OS X, PC, Linux, Android, iOS (if you jailbreak, or use a hack) and it supports AirPlay to Apple TV.

Is it safer on a particular platform?

If you’re on a Mac you should definitely use a VPN if you’re playing with torrents. That option isn’t available on iOS, so if you want to be safer, maybe only use public connections, like your local Starbucks WiFi. By tunneling your connection through a safe, anonymous connection, the Feds hopefully won’t be able to see all the bad Liam Neeson movies you’ve binged on.

Is movie industry trying to crush it?

As of September, 1.4 million devices had installed Popcorn Time. That number probably shot up significantly over the last month, too, now that iOS users have access.

It’s safe to say that Hollywood would love to crush it if they could, but instead of using an army of lawyers to try to get Popcorn Time and other torrenting apps shutdown, they could work on striking better content deals to give people what they want on with services like Netflix that bring in revenue.

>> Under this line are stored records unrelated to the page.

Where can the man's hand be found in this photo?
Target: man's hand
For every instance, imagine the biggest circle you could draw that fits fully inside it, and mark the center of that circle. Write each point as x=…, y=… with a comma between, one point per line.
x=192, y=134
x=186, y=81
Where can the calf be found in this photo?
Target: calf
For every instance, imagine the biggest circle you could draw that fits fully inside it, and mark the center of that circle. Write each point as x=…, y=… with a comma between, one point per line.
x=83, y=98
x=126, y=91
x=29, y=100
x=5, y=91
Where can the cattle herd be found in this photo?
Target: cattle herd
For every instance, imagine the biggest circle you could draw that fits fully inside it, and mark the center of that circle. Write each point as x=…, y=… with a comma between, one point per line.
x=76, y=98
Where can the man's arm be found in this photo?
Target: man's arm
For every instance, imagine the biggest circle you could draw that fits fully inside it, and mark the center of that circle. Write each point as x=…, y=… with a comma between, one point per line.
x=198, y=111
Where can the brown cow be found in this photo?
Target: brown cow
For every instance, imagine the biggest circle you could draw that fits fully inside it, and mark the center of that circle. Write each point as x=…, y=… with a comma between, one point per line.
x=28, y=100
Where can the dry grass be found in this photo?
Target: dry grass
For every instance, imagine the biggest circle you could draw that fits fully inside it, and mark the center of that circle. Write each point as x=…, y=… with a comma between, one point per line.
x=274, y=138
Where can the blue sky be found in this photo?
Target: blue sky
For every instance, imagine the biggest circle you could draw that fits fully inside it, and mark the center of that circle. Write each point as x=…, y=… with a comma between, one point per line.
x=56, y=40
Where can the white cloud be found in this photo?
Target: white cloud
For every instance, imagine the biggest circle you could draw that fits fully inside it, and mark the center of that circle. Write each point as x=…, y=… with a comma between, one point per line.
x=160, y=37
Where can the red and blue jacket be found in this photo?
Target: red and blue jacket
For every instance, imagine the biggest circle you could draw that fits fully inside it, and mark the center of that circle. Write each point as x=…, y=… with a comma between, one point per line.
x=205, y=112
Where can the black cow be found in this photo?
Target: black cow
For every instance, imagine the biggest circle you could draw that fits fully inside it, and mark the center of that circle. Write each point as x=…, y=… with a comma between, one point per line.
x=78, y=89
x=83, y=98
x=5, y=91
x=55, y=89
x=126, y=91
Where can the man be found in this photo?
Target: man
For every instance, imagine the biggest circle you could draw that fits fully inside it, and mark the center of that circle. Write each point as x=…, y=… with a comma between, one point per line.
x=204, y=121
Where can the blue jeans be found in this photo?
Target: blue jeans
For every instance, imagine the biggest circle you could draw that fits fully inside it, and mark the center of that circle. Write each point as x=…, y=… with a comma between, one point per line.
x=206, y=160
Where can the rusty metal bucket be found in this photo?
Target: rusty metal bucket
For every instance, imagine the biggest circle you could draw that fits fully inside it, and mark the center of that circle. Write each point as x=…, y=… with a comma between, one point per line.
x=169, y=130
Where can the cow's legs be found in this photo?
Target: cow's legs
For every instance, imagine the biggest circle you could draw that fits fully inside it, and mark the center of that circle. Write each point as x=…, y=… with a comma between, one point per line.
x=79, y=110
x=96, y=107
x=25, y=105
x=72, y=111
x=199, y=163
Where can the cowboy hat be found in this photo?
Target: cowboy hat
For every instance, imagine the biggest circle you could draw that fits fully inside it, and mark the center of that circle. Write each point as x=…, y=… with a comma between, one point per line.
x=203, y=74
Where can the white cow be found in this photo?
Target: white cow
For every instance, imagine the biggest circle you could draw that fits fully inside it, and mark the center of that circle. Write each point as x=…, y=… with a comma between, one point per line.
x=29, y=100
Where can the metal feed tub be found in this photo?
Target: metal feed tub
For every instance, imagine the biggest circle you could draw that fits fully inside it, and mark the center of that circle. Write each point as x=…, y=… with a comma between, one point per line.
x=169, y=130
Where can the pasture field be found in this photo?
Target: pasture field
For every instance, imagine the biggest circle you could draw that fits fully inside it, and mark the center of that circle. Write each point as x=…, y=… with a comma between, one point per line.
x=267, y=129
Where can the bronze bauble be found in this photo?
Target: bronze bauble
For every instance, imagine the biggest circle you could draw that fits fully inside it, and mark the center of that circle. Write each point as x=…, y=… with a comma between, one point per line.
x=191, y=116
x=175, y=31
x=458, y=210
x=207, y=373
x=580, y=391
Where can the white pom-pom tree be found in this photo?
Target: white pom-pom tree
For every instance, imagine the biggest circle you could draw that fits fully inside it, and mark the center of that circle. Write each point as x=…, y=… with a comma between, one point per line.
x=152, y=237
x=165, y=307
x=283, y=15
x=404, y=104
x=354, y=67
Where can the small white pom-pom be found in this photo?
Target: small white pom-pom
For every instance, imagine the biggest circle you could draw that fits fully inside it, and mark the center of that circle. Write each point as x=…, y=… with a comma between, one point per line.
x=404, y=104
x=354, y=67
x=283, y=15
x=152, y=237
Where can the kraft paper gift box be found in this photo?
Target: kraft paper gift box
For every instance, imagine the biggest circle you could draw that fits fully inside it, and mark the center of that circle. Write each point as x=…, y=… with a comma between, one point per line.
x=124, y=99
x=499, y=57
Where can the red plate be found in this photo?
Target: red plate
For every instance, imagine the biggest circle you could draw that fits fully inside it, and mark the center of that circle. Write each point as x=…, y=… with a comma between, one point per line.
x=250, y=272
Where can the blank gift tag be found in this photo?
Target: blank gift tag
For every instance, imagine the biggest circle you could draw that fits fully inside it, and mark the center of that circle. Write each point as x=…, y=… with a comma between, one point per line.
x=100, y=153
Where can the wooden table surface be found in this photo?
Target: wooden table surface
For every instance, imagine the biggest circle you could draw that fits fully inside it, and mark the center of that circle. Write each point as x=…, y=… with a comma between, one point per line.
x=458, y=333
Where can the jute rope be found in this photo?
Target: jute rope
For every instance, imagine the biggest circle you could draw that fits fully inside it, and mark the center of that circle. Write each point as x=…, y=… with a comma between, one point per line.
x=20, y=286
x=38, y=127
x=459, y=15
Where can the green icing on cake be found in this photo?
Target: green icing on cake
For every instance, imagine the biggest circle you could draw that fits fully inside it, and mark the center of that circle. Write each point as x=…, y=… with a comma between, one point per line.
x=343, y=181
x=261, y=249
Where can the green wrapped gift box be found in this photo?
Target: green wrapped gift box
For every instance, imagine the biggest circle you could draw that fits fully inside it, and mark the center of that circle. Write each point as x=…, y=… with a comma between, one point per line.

What other next piracy tools like Popcorn Time are out there?

No one owns the Popcorn Time trademark yet, so there are a number of forks and alternatives that have spun-off from the main Popcorn Time project after it closed. The most popular being PopcornTime.io and Time4Popcorn.eu. Both sites look nearly identical but the software is slightly different.

Movie Box is another iOS app that works just like Popcorn and also requires a jailbreak or time-hack to install, but an OS X version isn’t available yet. XBMCtorrent can replicate some of Popcorn Time’s streaming features on OS X, but there’s no app for iOS.